AMAL, the Algarve Municipalities Association, has vehemently criticised the new set of rules defining which municipalities qualify for the list of the least densely populated – ‘Municípios de Baixa Densidade’ – and says it will be putting forth its own counterproposal.
As the Resident reported last week (see story https://www.portugalresident.com/algarve-gets-short-end-of-the-stick-in-new-municipalities-list#), many of the region’s “most fragile” boroughs have been left off the list – and will thus face extra difficulties receiving community funding.
Vila Real de Santo António mayor Luís Gomes even labelled the new rules “an attack on the Algarve”.
Now, AMAL has come out to express its “displeasure and feeling of discrimination” with the new rules.
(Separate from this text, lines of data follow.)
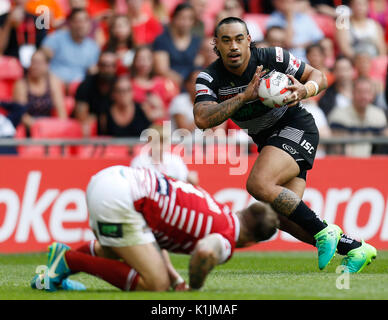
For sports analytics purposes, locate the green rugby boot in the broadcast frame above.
[341,241,377,273]
[314,224,342,270]
[47,242,71,287]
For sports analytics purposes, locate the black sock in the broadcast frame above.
[289,200,327,236]
[337,234,362,256]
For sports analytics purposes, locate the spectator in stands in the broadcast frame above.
[131,46,179,116]
[0,102,27,154]
[0,0,11,15]
[127,0,163,46]
[105,15,135,74]
[153,3,201,86]
[310,0,340,19]
[368,0,388,30]
[197,37,218,68]
[131,125,198,185]
[306,43,334,86]
[216,0,264,42]
[318,56,354,117]
[74,51,117,137]
[336,0,387,59]
[151,0,170,25]
[170,70,199,131]
[0,0,47,68]
[319,37,336,70]
[13,50,67,132]
[353,52,385,94]
[100,76,163,137]
[264,25,287,48]
[66,0,107,48]
[42,9,100,84]
[189,0,207,39]
[329,78,387,157]
[266,0,323,60]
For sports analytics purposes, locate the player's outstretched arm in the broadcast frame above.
[284,63,327,107]
[162,249,189,291]
[189,234,223,289]
[194,66,263,129]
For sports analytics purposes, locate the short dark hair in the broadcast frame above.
[213,17,256,57]
[214,17,249,38]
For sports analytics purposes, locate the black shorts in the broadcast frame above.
[252,106,319,180]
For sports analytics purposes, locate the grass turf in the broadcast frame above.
[0,251,388,300]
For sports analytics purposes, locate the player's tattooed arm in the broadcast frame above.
[271,188,300,216]
[194,94,244,129]
[194,66,265,129]
[189,234,221,289]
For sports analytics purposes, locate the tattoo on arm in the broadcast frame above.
[194,95,244,129]
[271,188,301,216]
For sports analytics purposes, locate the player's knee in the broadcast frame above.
[147,273,170,291]
[246,176,271,202]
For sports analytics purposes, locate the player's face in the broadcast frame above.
[216,22,251,69]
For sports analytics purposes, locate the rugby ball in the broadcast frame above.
[259,71,292,108]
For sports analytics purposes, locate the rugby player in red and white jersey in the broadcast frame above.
[36,166,278,291]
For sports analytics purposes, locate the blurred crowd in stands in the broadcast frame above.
[0,0,388,157]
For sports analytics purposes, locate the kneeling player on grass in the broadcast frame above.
[32,166,278,291]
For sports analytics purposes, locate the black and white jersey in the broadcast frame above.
[195,47,305,135]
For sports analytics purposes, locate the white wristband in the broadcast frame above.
[306,80,319,96]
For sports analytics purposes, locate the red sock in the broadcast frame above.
[65,250,139,291]
[76,240,96,256]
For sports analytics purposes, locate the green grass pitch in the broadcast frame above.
[0,251,388,300]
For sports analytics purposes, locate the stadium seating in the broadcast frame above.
[0,56,23,101]
[18,118,82,157]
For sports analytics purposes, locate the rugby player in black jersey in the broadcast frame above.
[194,17,376,272]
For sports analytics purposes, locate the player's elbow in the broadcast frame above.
[194,113,209,130]
[320,72,328,91]
[196,246,218,266]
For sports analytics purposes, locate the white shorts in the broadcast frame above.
[86,166,155,247]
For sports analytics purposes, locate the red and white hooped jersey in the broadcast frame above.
[130,168,240,261]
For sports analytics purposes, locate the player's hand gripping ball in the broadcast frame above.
[259,71,292,108]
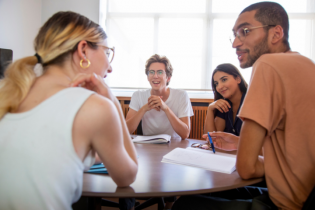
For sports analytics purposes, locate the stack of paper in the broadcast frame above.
[132,134,171,144]
[85,163,108,174]
[162,147,236,174]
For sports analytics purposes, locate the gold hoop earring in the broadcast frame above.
[80,58,91,69]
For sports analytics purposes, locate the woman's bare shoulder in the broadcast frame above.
[74,94,119,131]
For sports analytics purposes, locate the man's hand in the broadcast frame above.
[202,131,239,151]
[209,99,231,113]
[148,95,168,111]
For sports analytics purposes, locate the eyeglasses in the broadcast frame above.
[147,70,165,77]
[230,25,276,44]
[190,143,211,150]
[99,45,115,63]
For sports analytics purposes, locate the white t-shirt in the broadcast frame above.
[129,88,194,138]
[0,87,94,210]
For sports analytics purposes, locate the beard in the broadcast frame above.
[241,36,270,68]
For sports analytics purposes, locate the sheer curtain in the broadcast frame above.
[100,0,315,91]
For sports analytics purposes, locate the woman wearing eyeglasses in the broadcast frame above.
[0,12,138,209]
[204,63,248,139]
[126,54,193,139]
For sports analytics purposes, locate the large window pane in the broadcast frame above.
[158,18,204,89]
[106,18,154,87]
[109,0,206,13]
[211,19,252,83]
[289,20,315,59]
[212,0,308,13]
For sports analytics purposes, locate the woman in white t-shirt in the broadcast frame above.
[0,12,138,209]
[126,54,193,139]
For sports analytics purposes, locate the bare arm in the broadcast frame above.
[236,119,267,179]
[72,74,138,187]
[126,104,148,133]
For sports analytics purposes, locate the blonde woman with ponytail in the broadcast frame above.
[0,12,138,209]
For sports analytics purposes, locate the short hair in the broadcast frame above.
[241,1,290,49]
[211,63,248,101]
[145,54,173,85]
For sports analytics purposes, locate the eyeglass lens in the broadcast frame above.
[230,28,247,44]
[148,70,164,77]
[106,48,114,63]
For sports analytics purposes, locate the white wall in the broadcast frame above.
[0,0,42,60]
[41,0,99,23]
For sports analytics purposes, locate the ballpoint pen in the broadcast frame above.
[208,132,215,153]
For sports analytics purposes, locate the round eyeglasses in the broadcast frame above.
[230,25,276,44]
[147,70,165,77]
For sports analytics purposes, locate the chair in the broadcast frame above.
[302,187,315,210]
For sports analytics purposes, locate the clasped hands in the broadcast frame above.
[147,95,168,111]
[202,131,239,151]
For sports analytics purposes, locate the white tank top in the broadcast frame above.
[0,88,94,210]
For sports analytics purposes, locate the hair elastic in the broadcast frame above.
[34,53,43,63]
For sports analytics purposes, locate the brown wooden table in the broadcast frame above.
[77,139,263,209]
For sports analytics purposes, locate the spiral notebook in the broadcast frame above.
[132,134,171,144]
[161,147,236,174]
[84,163,108,174]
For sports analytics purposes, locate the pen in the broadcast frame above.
[208,132,215,153]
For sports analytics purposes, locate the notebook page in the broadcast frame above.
[162,148,236,174]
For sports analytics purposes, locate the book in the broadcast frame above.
[84,163,108,174]
[161,147,236,174]
[132,134,171,144]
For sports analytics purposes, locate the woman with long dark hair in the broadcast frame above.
[204,63,248,136]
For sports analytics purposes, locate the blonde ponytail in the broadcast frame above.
[0,56,37,119]
[0,11,107,119]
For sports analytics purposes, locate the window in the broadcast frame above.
[100,0,315,90]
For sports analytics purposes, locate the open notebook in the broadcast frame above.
[132,134,171,144]
[161,147,236,174]
[84,163,108,174]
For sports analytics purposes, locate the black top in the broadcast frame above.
[215,93,246,136]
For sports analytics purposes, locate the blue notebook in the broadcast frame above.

“It is yet another public policy of the government that contributes nothing to the reduction of seasonality, especially in terms of developing new activities that complement the region’s main touristic product,” the association states in a press release.
AMAL stresses that it doesn’t agree with the criteria used to classify which areas are considered “low density”, accusing the government of failing to correct the proposal so that it wouldn’t “penalise and discriminate against the Algarve”.
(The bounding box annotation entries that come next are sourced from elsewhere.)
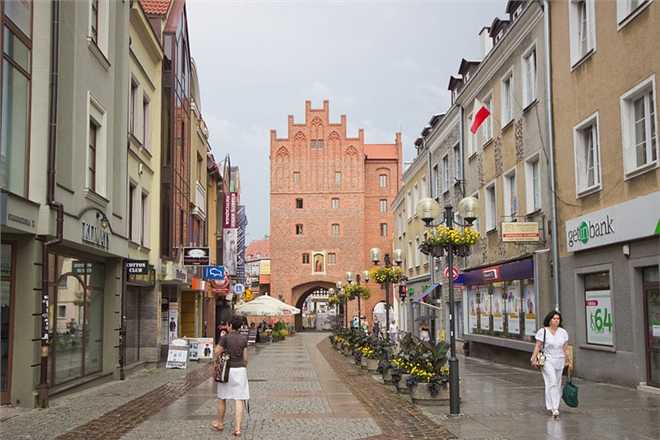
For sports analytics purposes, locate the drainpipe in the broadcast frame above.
[543,0,560,310]
[37,0,64,408]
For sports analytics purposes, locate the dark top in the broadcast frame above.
[220,333,247,368]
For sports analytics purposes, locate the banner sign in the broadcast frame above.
[565,191,660,252]
[584,290,614,345]
[183,247,210,266]
[124,260,149,275]
[222,192,238,229]
[202,266,225,280]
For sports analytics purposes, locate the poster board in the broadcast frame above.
[165,339,188,370]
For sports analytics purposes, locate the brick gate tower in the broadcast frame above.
[270,101,403,325]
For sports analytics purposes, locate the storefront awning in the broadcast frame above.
[412,283,440,302]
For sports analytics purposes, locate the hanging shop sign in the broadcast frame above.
[124,260,149,275]
[502,222,540,242]
[183,246,210,266]
[566,191,660,252]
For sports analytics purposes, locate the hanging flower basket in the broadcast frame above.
[371,267,403,284]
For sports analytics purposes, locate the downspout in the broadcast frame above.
[543,0,560,310]
[37,0,64,408]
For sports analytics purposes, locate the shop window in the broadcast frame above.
[582,271,614,346]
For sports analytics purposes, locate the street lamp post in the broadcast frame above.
[416,197,478,415]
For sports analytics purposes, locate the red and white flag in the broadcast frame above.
[470,99,490,134]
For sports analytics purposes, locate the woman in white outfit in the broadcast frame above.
[531,311,572,418]
[211,316,250,437]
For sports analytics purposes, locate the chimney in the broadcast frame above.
[479,26,493,60]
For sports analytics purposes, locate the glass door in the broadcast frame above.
[0,243,14,404]
[642,266,660,387]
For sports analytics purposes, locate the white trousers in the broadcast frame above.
[543,358,564,411]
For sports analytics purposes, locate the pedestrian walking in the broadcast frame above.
[211,316,250,437]
[531,311,573,419]
[419,322,431,342]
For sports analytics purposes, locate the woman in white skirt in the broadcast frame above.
[211,316,250,437]
[531,311,573,419]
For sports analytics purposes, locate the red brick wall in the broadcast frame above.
[270,101,401,326]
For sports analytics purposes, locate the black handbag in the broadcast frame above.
[214,351,230,383]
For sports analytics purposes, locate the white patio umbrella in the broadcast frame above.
[234,295,300,316]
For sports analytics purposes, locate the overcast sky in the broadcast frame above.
[187,0,506,241]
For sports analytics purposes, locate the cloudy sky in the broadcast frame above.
[187,0,506,240]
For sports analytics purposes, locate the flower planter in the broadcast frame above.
[395,374,411,394]
[410,382,449,405]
It is added that the Algarvean municipalities, alongside other regional authorities, will be proposing some changes to the list so that it reflects “the reality of the inland areas of the region”.
As reported last week, the 164 boroughs on the list will get priority when bidding for community and national funding programmes.
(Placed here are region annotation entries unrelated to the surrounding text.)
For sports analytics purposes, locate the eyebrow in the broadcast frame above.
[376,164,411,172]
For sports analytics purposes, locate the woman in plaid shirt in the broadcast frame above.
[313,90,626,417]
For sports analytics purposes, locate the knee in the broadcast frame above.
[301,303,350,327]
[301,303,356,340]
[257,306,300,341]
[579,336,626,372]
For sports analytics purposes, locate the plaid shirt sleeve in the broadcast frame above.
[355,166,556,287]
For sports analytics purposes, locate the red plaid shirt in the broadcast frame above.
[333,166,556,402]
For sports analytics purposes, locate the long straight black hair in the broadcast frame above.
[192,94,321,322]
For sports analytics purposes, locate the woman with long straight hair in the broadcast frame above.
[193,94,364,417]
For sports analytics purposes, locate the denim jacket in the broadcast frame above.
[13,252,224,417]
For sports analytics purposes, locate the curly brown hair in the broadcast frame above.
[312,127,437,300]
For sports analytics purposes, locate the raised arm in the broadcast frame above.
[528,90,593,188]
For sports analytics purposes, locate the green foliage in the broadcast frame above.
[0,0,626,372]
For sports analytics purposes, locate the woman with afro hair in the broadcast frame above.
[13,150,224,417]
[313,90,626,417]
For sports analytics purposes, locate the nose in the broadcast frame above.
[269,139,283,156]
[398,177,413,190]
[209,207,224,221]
In terms of the Algarve, only Aljezur, Vila do Bispo, Monchique, Castro Marim and Alcoutim made the grade.
The goal of the plan, according to the National Association of Portuguese Municipalities (ANMP), is to “attenuate differences” between the country’s inland and coastal regions.
Says ANMP, the main criteria used to define who made the list includes the municipalities’ “population density”, as well as other factors such as their “socioeconomic situation and accessibilities”.